Company experiencing robust custom chip demand.

Jon Peddie

Broadcom just dropped a jaw-dropping number—$100 billion in AI chip revenue by 2027— and the math actually checks out. The company co-designs custom AI chips for Google, Meta, Anthropic, OpenAI, Fujitsu, and ByteDance, giving hyperscalers a powerful alternative to relying solely on Nvidia. With AI revenue already doubling year over year to $8.4 billion, Broadcom is quietly becoming one of the most important companies in AI infrastructure—designing the silicon that powers the entire ecosystem.

Broadcom CEO

Broadcom CEO Hock Tan projects AI chip revenue exceeding $100 billion by 2027, citing direct line of sight across six hyperscaler customers. Q1 FY2025 results validated the trajectory—AI revenue doubled year over year to $8.4 billion, total revenue rose 29% to $19.3 billion, and Q2 guidance of $22 billion exceeded analyst consensus by $1.5 billion. AI networking alone targets 40% of total AI revenue as Broadcom gains switching and interconnect share.
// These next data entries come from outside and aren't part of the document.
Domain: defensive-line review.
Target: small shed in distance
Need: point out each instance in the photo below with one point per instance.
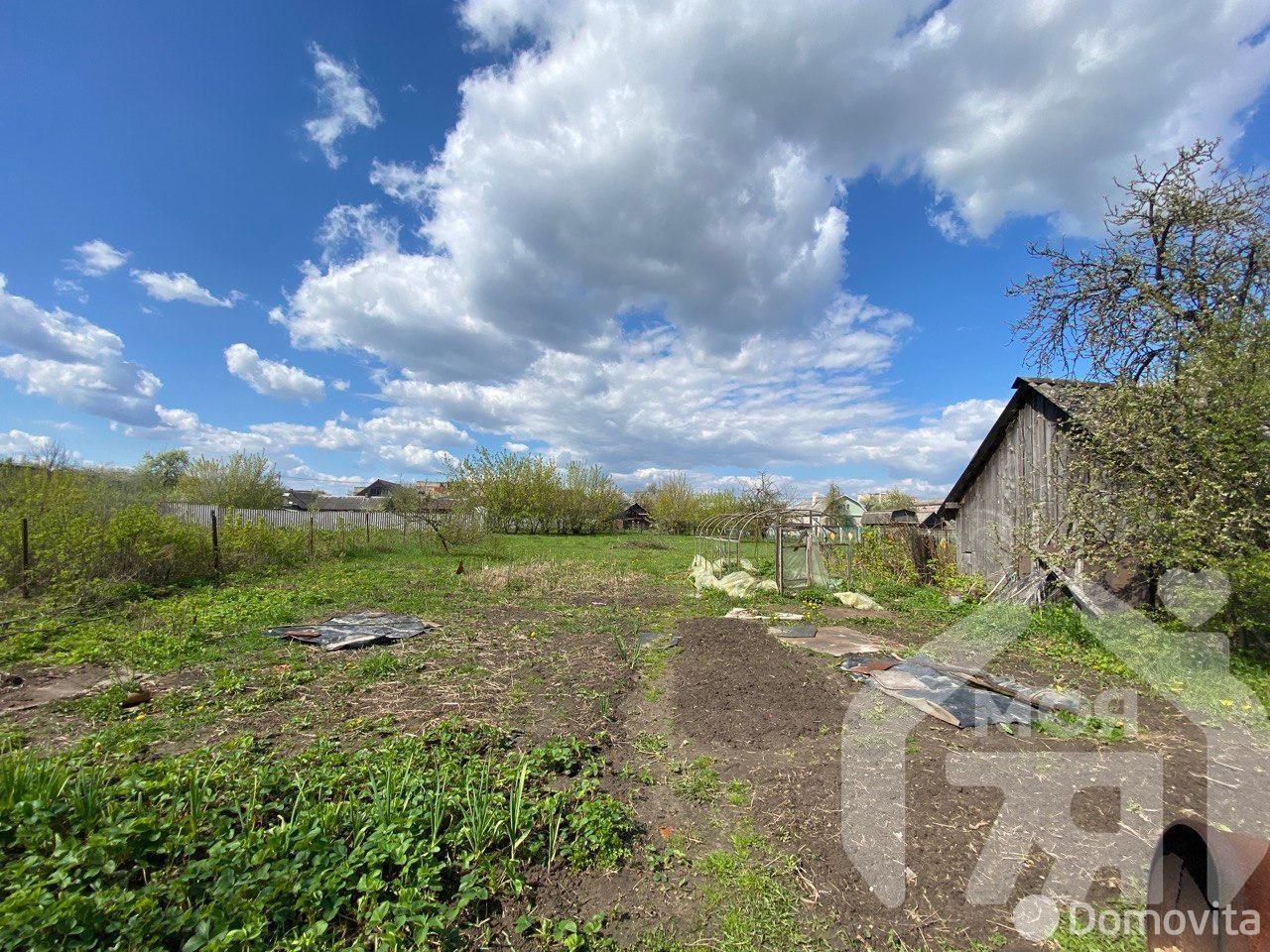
(889, 517)
(633, 517)
(377, 489)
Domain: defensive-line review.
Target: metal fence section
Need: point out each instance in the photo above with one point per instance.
(200, 515)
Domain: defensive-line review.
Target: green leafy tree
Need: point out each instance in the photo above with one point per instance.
(1170, 463)
(244, 481)
(164, 470)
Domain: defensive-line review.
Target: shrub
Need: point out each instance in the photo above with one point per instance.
(244, 481)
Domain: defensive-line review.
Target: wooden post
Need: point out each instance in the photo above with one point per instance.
(26, 558)
(216, 547)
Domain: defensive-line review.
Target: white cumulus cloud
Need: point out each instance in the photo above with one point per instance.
(647, 204)
(21, 444)
(347, 104)
(272, 377)
(178, 286)
(72, 361)
(96, 258)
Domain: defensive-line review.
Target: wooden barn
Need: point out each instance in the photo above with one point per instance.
(633, 517)
(1008, 502)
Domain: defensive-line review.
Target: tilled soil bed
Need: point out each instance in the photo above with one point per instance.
(774, 716)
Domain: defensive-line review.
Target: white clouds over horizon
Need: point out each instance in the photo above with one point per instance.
(636, 230)
(96, 258)
(272, 377)
(72, 361)
(347, 104)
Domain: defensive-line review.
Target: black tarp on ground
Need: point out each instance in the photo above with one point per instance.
(952, 698)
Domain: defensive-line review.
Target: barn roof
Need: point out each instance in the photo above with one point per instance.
(1069, 397)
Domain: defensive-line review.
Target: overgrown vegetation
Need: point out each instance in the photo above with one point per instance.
(529, 493)
(398, 846)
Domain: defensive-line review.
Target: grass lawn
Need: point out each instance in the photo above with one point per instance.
(521, 778)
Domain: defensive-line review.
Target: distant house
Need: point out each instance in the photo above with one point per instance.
(299, 498)
(379, 489)
(1010, 500)
(633, 517)
(889, 517)
(929, 513)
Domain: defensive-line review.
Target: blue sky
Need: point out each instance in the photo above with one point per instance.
(715, 238)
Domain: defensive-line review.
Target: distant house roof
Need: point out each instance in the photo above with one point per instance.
(889, 517)
(347, 504)
(929, 512)
(379, 488)
(1067, 397)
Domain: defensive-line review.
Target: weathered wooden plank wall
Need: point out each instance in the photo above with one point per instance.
(1016, 502)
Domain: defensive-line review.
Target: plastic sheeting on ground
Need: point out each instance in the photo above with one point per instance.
(749, 615)
(962, 698)
(737, 584)
(357, 630)
(856, 599)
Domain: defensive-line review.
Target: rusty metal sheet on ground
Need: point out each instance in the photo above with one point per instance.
(838, 642)
(356, 630)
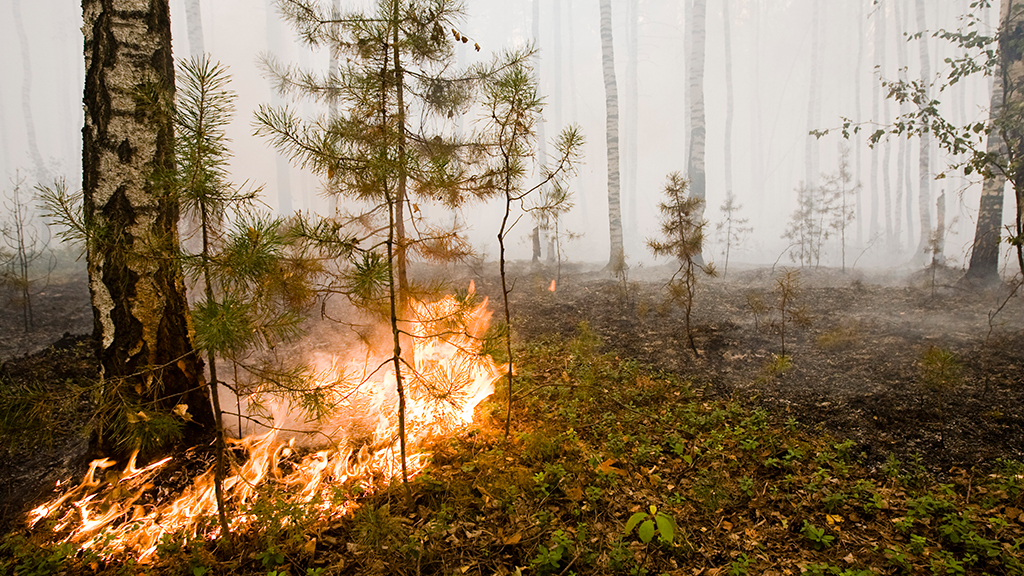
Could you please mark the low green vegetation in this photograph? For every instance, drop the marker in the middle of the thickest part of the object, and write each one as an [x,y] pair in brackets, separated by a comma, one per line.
[613,469]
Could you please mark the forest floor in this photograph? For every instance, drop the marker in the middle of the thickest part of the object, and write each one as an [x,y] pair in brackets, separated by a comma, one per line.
[855,368]
[601,437]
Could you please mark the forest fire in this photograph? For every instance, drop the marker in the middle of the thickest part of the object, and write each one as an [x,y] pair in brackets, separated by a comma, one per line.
[446,377]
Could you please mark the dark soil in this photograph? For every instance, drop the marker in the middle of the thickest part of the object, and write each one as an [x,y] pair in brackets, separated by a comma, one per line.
[855,369]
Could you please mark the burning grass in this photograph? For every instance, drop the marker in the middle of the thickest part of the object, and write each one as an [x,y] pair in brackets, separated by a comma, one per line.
[598,441]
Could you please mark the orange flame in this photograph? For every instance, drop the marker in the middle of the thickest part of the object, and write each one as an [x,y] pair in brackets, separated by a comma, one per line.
[445,379]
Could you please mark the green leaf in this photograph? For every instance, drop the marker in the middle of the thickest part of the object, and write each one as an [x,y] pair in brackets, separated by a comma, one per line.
[646,531]
[666,527]
[634,521]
Broadcom’s model differs structurally from Nvidia’s. Rather than selling merchant silicon, Broadcom co-designs custom accelerators and TPUs with hyperscalers, then coordinates fabrication through TSMC. Current customers include Google, Meta, Anthropic, OpenAI, Fujitsu, and ByteDance. Tan confirmed 1 GW of Anthropic TPU deliveries in 2026, scaling to 3 GW in 2027. OpenAI’s first-generation XPU ships in 2027 with 1 GW-plus capacity. Meta’s MTIA custom accelerator roadmap remains active—Broadcom confirmed active shipments despite analyst speculation of program slowdown.
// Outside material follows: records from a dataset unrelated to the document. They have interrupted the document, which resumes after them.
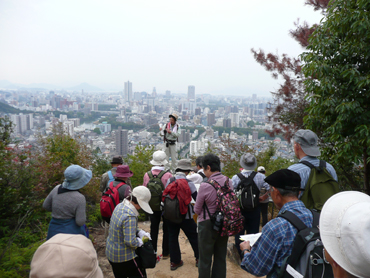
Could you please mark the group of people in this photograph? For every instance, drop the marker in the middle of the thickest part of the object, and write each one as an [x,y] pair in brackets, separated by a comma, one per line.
[344,219]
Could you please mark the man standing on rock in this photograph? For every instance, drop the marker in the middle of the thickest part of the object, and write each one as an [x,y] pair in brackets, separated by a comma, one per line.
[108,176]
[171,132]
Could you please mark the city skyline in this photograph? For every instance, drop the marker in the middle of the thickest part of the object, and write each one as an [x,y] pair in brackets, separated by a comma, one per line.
[166,44]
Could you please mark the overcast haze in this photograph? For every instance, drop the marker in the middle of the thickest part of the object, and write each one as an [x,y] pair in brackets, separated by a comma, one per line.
[164,44]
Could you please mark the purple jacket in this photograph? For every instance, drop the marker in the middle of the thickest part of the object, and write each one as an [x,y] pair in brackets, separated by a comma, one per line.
[207,194]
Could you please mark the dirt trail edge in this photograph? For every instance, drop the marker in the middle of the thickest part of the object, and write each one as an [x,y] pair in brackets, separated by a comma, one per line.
[162,269]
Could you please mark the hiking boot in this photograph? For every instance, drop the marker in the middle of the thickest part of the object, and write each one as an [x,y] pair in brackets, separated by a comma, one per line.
[176,266]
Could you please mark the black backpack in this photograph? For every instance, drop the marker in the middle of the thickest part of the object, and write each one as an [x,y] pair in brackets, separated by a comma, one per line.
[156,188]
[307,255]
[171,207]
[248,192]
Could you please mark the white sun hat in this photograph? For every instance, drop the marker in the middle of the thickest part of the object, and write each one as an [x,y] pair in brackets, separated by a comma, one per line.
[345,231]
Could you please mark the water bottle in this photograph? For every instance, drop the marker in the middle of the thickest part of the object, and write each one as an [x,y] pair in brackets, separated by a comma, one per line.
[218,222]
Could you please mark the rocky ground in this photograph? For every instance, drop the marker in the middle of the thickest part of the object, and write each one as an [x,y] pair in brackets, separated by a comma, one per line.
[162,269]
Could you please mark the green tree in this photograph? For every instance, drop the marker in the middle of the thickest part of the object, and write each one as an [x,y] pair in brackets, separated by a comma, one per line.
[338,67]
[271,163]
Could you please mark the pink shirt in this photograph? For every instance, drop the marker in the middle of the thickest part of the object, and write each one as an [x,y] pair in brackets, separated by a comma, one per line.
[207,194]
[164,179]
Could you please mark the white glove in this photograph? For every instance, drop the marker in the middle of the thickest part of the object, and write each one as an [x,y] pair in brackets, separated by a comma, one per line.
[140,242]
[142,233]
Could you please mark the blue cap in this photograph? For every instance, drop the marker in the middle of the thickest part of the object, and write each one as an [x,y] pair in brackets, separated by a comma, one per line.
[76,177]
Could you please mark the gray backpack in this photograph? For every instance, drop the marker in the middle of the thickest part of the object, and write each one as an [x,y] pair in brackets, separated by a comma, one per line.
[307,255]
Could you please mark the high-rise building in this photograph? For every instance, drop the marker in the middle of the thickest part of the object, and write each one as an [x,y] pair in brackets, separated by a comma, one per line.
[191,92]
[137,96]
[234,119]
[226,123]
[122,141]
[128,91]
[22,122]
[211,119]
[255,135]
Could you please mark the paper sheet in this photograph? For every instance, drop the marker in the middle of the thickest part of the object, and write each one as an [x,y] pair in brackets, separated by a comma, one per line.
[251,237]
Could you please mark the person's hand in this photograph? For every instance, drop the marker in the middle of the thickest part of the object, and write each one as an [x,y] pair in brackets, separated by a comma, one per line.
[142,233]
[245,245]
[263,197]
[139,241]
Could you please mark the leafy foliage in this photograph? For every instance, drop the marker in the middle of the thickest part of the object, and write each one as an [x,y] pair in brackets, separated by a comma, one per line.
[287,111]
[338,66]
[28,173]
[270,163]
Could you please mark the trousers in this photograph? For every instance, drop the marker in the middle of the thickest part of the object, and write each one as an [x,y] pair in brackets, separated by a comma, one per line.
[155,220]
[211,244]
[171,152]
[190,229]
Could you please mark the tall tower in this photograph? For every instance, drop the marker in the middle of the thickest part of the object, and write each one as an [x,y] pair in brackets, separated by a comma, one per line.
[121,141]
[191,92]
[128,91]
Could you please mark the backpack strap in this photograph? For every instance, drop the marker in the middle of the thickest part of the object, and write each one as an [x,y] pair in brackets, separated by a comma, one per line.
[110,175]
[202,174]
[322,165]
[150,174]
[161,174]
[316,218]
[119,185]
[241,178]
[293,219]
[307,164]
[249,178]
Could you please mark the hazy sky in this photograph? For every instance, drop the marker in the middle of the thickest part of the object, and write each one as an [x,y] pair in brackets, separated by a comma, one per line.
[167,44]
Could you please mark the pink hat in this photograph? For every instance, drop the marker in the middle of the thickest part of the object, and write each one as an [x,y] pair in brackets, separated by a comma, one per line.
[123,171]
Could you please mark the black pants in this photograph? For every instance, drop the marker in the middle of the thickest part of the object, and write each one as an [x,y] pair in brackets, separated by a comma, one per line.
[155,220]
[264,211]
[190,229]
[130,269]
[251,225]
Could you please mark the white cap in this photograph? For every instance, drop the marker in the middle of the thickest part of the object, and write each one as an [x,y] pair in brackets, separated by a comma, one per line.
[345,231]
[143,196]
[261,168]
[159,158]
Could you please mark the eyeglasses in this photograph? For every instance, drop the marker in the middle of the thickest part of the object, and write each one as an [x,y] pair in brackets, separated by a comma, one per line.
[323,255]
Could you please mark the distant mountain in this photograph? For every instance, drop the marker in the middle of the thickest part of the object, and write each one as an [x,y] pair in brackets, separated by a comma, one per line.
[5,84]
[86,87]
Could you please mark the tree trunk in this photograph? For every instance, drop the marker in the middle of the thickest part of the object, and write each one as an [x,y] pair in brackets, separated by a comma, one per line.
[366,172]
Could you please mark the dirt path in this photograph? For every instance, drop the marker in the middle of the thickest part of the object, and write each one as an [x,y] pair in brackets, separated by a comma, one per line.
[162,270]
The $100 billion figure encompasses custom accelerators, networking silicon, DSPs, DPUs, and Ethernet switching—the full silicon stack that connects and runs GPU clusters, not just the accelerators themselves. Hyperscalers drive the demand logic: With $630 billion-plus in combined AI infrastructure CapEx planned for 2025, diversifying away from single-vendor GPU dependency reduces both supply risk and pricing exposure—a lesson the server CPU market taught a decade ago.

What do we think?

Broadcom’s $100B projection is not aspirational—it maps directly to named customers, confirmed gigawatt commitments, and a supply chain already secured through TSMC. The strategic implication is significant: Custom silicon is transitioning from a cost-control hedge into a primary AI compute architecture for hyperscalers. Broadcom sits at the center of that transition, designing the chips that reduce hyperscaler dependency on Nvidia, while Nvidia simultaneously scales to meet demand neither can fully address alone.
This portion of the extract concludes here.